For all its motionlessness, the Mannequin Challenge has really had some legs. Since early October, the viral trend, which films people frozen in various poses as if mannequins, has taken over our social media feeds – and workspaces and public places. But why are mannequins called mannequins? That’s a challenge for etymology.
Little men, and women
In the 1987 rom-com Mannequin, an odd-jobbing struggling artist falls in love with a department-store mannequin. Such a situation would not have been so unusual nearly a hundred years earlier, when mannequin entered the English language. The word comes from the French and originally named a “live model of clothes,” especially an attractive young woman. The Oxford English Dictionary (OED) first attests this usage in an 1893 edition of Illinois’ Decatur Review.
By the 1930s, mannequin donned its current sense: articulated models of humans that display clothes in various stores. For this development, the OED cites Mary Brooks Picken, Scranton-based fashion expert and prolific author, who defined mannequin in her 1939 Language of Fashion: Dictionary and Digest of Fabric, Sewing and Dress as the “model of human figure for display of garments, hats, furs, etc.” The French, ever fashion-forward, had already been using such models in the 19th century.
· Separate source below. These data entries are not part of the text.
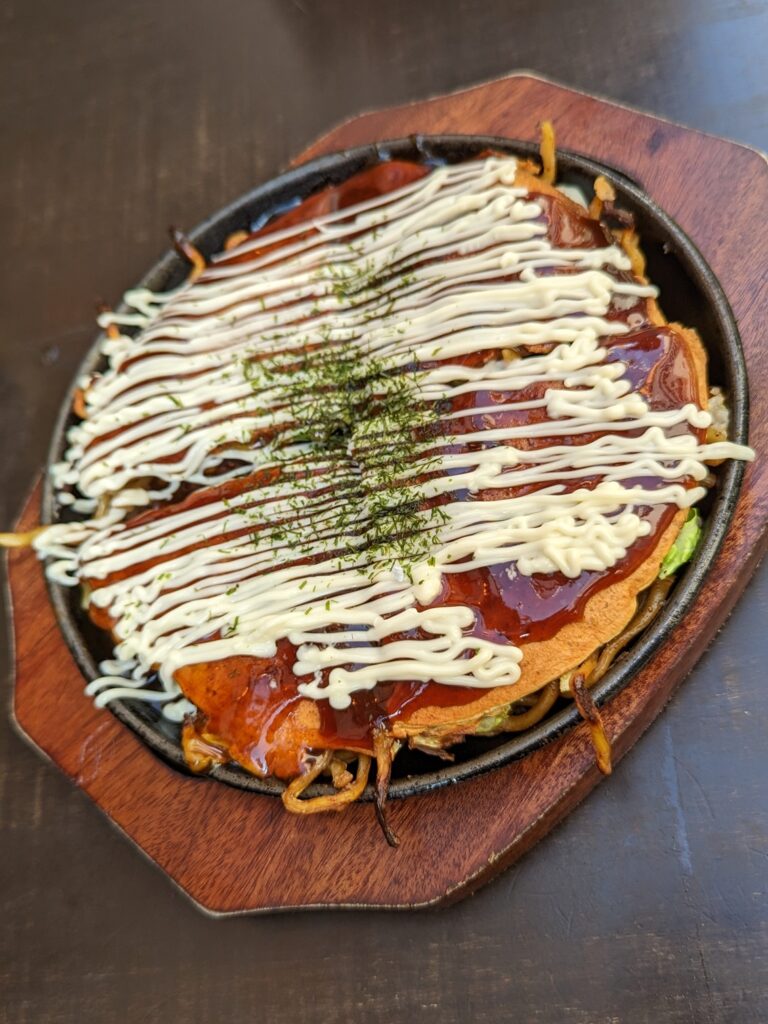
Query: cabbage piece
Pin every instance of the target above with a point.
(684, 546)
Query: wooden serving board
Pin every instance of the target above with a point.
(235, 852)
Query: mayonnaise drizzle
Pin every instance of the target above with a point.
(177, 406)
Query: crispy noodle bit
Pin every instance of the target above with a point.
(396, 468)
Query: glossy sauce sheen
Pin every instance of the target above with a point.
(249, 708)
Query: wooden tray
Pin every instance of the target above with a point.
(236, 852)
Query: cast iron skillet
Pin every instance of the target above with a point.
(689, 293)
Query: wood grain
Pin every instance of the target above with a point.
(454, 840)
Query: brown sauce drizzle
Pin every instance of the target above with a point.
(251, 711)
But the shift in mannequin, from person to dummy, is no innovation. Back in the 1530s, English borrowed a similar word: manikin. This manikin, from the Dutch mannekijn and manneken, named a small representation of a person, like those jointed, wooden figures that artists and clothing makers used. The word also doubled as an insult, used to taunt a man as puny or insignificant. Dutch’s manneken also provided French with its mannequin, later lifted by English, as we saw.

Next of -kin
In Dutch, manneken literally means “little man,” hence the small models of the human form. The first part, clearly, is cognate to English’s man, a Germanic word with a rich and complex etymology all its own. The second part is a diminutive suffix, also of Germanic origin, that crops up in a few other English words.
Names like Dickens, Jenkins, Perkins, Watkins, and Wilkins feature the suffix, likely as adoptions or imitations of Dutch and Flemish names, the OED observes. A napkin is a “little nape,” or “tablecloth.” A firkin is a “little cask,” technically a quarter of a barrel. A lambkin is a “young lamb.” A bumpkin may come from the Dutch for “little tree” or “little barrel,” which apparently suggests a humorous shortness and stumpiness that came to characterize yokels. (English speakers, cruelly enough, liked to apply bumpkin to the Dutch themselves, the very source of the word). Some etymologists think gherkin, the pickle, and jerkin, the sleeveless jacket, display the diminutive suffix. And -kin, though it has no etymological connection to the word, also influenced the shape and sound of pumpkin.

Speaking of food, a ramekin, from the French ramequin and Flemish rammeken before it, was originally a kind of dish made of toasted cheese and bread, often baked and served in individual portions in a small dish, which came to be called a ramekin. Etymologists aren’t sure about its origin; some connect the first component of the word, ram-, to a Germanic word for “cream,” “cheese,” or even, wildly, ram, the animal. The second part is, indeed, probably akin to -kin.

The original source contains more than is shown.